Though much of the coverage of the race thus far has been through a "Clinton vs. Obama" frame, the front runners were just two of eight candidates on the stage, and each got their chance to make their case. In fact, it was the two most unknown candidates representing the far left wing of the Democratic Party -- Rep. Dennis Kucinich, D-Ohio, and former Sen. Mike Gravel, R-Alaska -- who created the relatively little heat on the stage.

"And I got to tell you, after standing up with them, some of these people frighten me -- they frighten me," said Gravel about his opponents.

Iraq dominated more time than any other single issue, as the presidential hopefuls continued to differentiate themselves on the subject in what have now become familiar ways to the Democratic activists who have been closely following the campaign.

"I am proud that I opposed this war from the start," said Sen. Barack Obama, D-Ill., before pivoting to his support for a phased withdrawal plan.

"If I knew then what I now know, I would not have voted that way," said Sen. Hillary Clinton, D-N.Y., in her usual refrain.

When asked about Clinton's refusal to apologize for her 2002 war authorization vote, former Sen. John Edwards, D-N.C., took the opportunity to throw a bit of an elbow her way.

"That is a question of conscience for Sen. Clinton or anyone else," said Edwards.

The North Carolinian making his second run for the White House also delivered a pointed line in Obama's direction later in the debate on the topic of health care.

"If you want to be president of the United States, to tell the American people what it is you want to do, rhetoric's not enough. High-falutin' language is not enough," said Edwards in a clear reference to what critics say is Obama's penchant for lofty ideas, but a lack of specifics.

However, Obama talked with ease and some detail about health care policy, for example, in an effort to show he is a candidate not just of style, but also of substance.

In one of moderator Brian Williams' more provocative questions of the evening about how the candidates would respond to a terrorist attack on two American cities, Obama first spoke about emergency response and then spoke of intelligence failures.

His answer was in marked contrast to those provided by Gov. Bill Richardson, D-N.M., and Sen. Joe Biden, D-Del., who began their responses with finding out who was responsible and responding with military action.

Obama appeared uncomfortable with his initial response and came back to the issue of terrorism to add some muscle to it later on.

"But one thing that I do have to go back on, on this issue of terrorism: We have genuine enemies out there that have to be hunted down, networks have to be dismantled," he said.
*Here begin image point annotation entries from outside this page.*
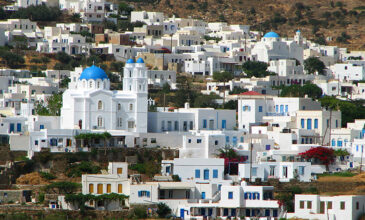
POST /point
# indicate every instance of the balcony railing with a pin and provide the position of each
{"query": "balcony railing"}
(277, 113)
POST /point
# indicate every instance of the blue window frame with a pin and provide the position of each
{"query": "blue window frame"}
(204, 123)
(215, 173)
(339, 143)
(206, 174)
(197, 173)
(224, 124)
(234, 141)
(267, 212)
(316, 123)
(11, 129)
(254, 171)
(309, 124)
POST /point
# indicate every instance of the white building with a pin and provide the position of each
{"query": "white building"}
(105, 109)
(328, 207)
(284, 171)
(272, 47)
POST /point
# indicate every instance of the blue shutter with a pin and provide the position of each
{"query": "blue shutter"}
(315, 123)
(309, 124)
(224, 124)
(215, 173)
(206, 174)
(197, 173)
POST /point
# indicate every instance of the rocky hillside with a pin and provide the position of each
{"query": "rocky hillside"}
(342, 21)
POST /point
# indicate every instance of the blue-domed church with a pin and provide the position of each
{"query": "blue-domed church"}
(89, 104)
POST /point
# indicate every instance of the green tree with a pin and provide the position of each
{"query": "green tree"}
(163, 210)
(52, 107)
(223, 77)
(255, 69)
(313, 65)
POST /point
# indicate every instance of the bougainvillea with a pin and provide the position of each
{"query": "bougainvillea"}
(323, 154)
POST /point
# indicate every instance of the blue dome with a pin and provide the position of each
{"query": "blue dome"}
(130, 61)
(272, 34)
(140, 60)
(94, 73)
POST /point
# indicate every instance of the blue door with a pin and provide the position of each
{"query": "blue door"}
(11, 129)
(206, 174)
(224, 124)
(182, 213)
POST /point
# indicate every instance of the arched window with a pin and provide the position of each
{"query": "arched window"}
(100, 105)
(100, 122)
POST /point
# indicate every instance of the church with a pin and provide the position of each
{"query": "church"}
(89, 104)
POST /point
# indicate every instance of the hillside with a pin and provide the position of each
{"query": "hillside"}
(340, 20)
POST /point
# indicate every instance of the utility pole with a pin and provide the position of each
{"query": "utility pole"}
(251, 158)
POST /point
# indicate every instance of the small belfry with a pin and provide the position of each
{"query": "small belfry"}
(89, 103)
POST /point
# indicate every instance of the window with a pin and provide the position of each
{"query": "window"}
(309, 204)
(301, 204)
(144, 193)
(119, 122)
(301, 170)
(309, 124)
(100, 189)
(130, 124)
(206, 174)
(254, 171)
(342, 205)
(321, 208)
(204, 123)
(215, 173)
(100, 105)
(197, 173)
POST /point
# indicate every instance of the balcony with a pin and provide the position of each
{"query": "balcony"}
(277, 113)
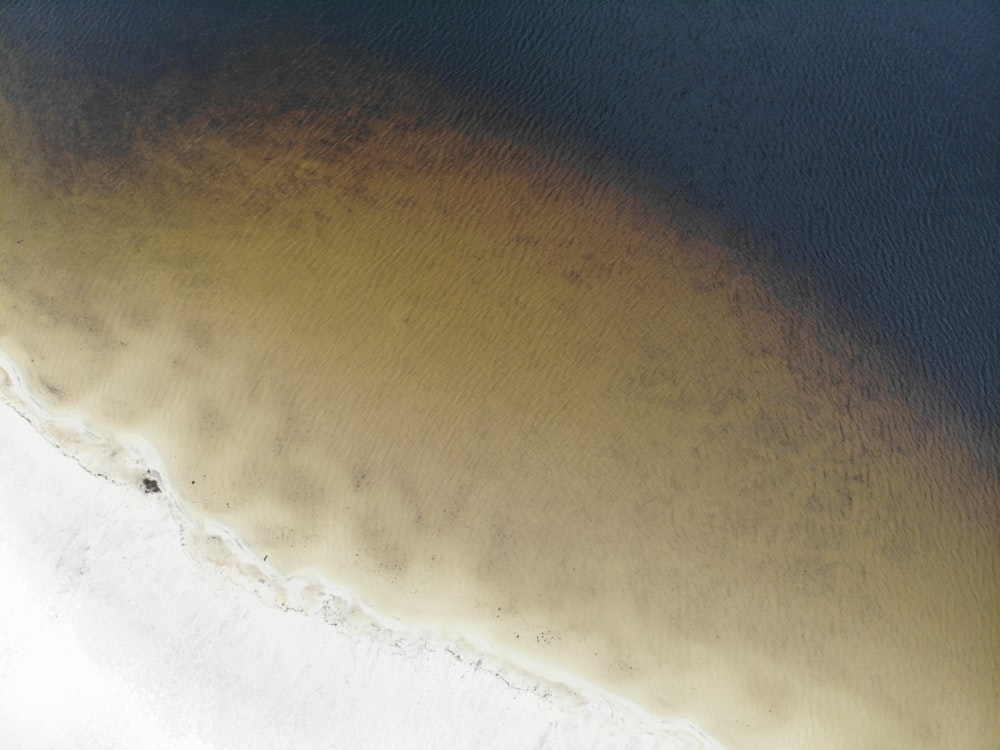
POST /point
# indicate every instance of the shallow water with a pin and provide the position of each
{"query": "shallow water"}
(493, 388)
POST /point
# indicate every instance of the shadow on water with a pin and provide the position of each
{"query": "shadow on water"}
(856, 143)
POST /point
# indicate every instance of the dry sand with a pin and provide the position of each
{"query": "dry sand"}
(499, 397)
(111, 636)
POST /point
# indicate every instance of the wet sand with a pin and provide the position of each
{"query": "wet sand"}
(125, 625)
(496, 395)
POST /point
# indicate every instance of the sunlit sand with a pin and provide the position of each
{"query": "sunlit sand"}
(499, 397)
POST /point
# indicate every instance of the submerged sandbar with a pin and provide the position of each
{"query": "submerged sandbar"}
(496, 394)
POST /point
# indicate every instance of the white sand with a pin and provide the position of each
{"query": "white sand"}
(122, 625)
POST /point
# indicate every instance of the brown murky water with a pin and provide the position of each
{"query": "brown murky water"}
(495, 392)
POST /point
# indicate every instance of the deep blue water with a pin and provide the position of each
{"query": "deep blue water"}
(858, 140)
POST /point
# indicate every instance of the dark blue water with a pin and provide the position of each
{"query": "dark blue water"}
(860, 141)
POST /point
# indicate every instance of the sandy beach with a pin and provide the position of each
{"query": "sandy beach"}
(124, 625)
(496, 393)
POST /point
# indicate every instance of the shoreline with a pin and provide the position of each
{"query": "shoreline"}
(215, 549)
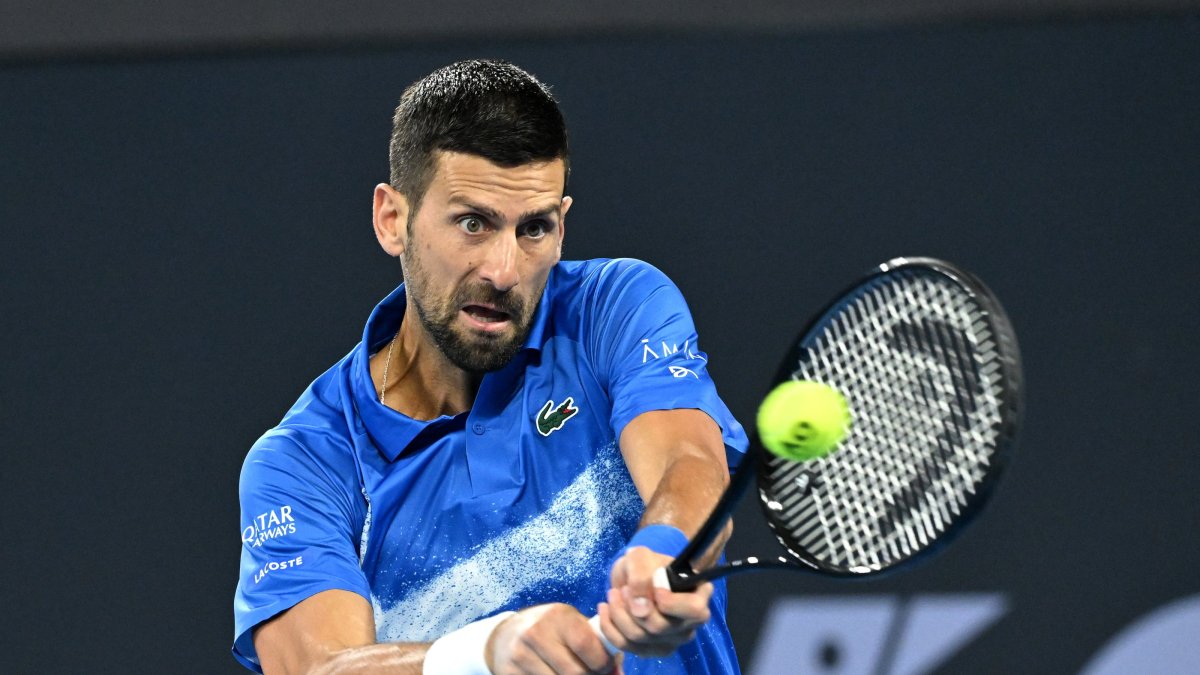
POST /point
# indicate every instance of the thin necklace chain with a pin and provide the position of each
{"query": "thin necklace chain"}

All the major candidates seemed to successfully follow the most important rule for debates -- do no harm. When asked to address what Williams called the "elephants in the room," the candidates appeared well prepared and didn't trip into the potential pitfalls.

Edwards dispatched a question about his $400 haircut with ease by again conceding that it was a mistake the campaign paid for the haircut and the mistake was "remedied."

Obama moved easily past a question about his relationship with an ethically questionable donor in Chicago with whom he entered into what he has called a "boneheaded" land deal.

One of the great moments of levity in the debate came when Sen. Biden was asked about his tendency to be verbose -- a character trait that got him into some trouble the day he announced his presidential bid -- and if he could reassure voters that he can be disciplined with his language as president.

Biden responded with an uncharacteristically disciplined one word answer, "Yes."

The senator was literally biting his lip to ensure he didn't go any further.

As for their styles, Clinton delivered a strong performance and appeared in command of her intended message to present herself as prepared for the nation's top job.

In their pre-debate expectations talk, Obama and his campaign aides talked about how tough it was to keep his answers to 60 seconds, and Obama did appear to struggle at times with the rhythm of the debate responses.

Edwards appeared far more sure of himself and far less cautious than when the country last saw him on the debate stage in the 2004 race for the White House.

Of the so-called second-tier candidates, Biden probably did himself the most good. His passion and expertise on Iraq was apparent. At one point, he pushed back hard against the reluctance to use military force displayed by Kucinich and Gravel in their answers to questions about fighting terrorism.

"Let's stop a lot of this happy talk here about the … use of force," said Biden.